IS THIS STOCHASTIC GRADIENT DESCENT?

In [13]:
function gradient_descent(C, x, y, params, N=1000)

    η = 0.01

    for i in 1:N
        
        which = rand(1:length(x))  # choose a data point
        
        xx = x[which]
        yy = y[which]
        
        grad = ForwardDiff.gradient(ws -> C(ws, xx, yy), params)
        #@show grad
        params -= η * grad
    end
    
    return params
    
end
    

gradient_descent (generic function with 2 methods)

In [14]:
w = rand(2)
b = rand()

params = [w; b] ;

@show params
@time params = gradient_descent(C, x, y, params, 1000000)
@show params

params = [0.739475, 0.423584, 0.464474]
 10.648472 seconds (11.47 M allocations: 865.158 MiB, 1.42% gc time)
params = [0.739475, 0.423584, 0.464474]


3-element Array{Float64,1}:
 0.739475
 0.423584
 0.464474

We can check that we have reached a minimum of the cost function, where the gradient should be close to zero:

In [15]:
 ForwardDiff.gradient(ws -> C(ws, x[1], y[1]), params)

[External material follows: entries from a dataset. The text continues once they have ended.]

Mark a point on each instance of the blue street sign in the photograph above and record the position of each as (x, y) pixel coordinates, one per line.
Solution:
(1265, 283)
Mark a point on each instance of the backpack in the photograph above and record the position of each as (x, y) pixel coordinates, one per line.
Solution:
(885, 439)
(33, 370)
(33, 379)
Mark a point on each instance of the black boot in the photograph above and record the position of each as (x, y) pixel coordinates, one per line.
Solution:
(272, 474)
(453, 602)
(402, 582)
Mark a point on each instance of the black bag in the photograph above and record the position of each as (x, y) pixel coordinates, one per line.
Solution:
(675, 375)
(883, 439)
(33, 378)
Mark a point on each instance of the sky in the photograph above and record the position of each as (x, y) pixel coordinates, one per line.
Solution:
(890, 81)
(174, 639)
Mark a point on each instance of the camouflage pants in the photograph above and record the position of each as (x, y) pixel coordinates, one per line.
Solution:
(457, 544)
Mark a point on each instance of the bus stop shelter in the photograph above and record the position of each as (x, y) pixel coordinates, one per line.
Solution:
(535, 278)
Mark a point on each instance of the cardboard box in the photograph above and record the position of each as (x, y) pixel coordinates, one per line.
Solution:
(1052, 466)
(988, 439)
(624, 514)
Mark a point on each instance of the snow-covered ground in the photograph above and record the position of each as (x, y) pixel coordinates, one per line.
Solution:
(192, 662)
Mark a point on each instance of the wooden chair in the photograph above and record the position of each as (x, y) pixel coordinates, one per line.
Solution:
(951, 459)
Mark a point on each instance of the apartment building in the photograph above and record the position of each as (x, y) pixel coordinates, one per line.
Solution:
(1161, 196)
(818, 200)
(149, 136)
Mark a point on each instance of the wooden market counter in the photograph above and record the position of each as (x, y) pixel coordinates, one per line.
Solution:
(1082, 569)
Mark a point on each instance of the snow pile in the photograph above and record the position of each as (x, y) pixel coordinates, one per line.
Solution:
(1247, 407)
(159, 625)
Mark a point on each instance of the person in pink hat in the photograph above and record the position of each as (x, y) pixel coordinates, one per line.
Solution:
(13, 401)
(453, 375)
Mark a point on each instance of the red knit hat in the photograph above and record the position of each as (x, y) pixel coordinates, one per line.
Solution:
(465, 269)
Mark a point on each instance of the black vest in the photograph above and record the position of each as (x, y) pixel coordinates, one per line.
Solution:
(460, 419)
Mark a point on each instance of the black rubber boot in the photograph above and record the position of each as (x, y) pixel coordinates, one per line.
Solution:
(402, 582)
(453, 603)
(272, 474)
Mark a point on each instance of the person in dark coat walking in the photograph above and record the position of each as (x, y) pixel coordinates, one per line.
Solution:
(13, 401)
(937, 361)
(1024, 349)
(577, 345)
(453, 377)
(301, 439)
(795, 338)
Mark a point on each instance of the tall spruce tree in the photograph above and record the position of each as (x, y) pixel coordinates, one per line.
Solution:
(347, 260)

3-element Array{Float64,1}:
 1.14236e-27
 6.36503e-30
 1.26928e-29

We can check sample data to see if the function is correctly approximated:

In [16]:
f(x[900], params[1:2], params[3])

1.0

In [17]:
f(x[1], params[1:2], params[3])

1.0

We see that *with sufficient training*, the single neuron is approximately able to learn the function for most of the data, but not all:

In [18]:
maximum(y .- f.(x, [params[1:2]], params[3]))

9.595447658661271e-9

In [19]:
using Plots; gr()

Plots.GRBackend()

In [20]:
scatter(first.(x_apples), last.(x_apples), m=:cross)
scatter!(first.(x_bananas), last.(x_bananas))

Let's draw the function that the network has learned, together with the data:

In [21]:
heatmap(0:0.01:1, 0:0.01:1, (x,y)->f([x,y], params[1:2], params[3]))

scatter!(first.(x_apples), last.(x_apples), m=:cross)
scatter!(first.(x_bananas), last.(x_bananas))

We see that the single neuron has *learnt* to separate the data using something that is close to a hyperplane. (Somehow we restricted the function to be a hyperplane.)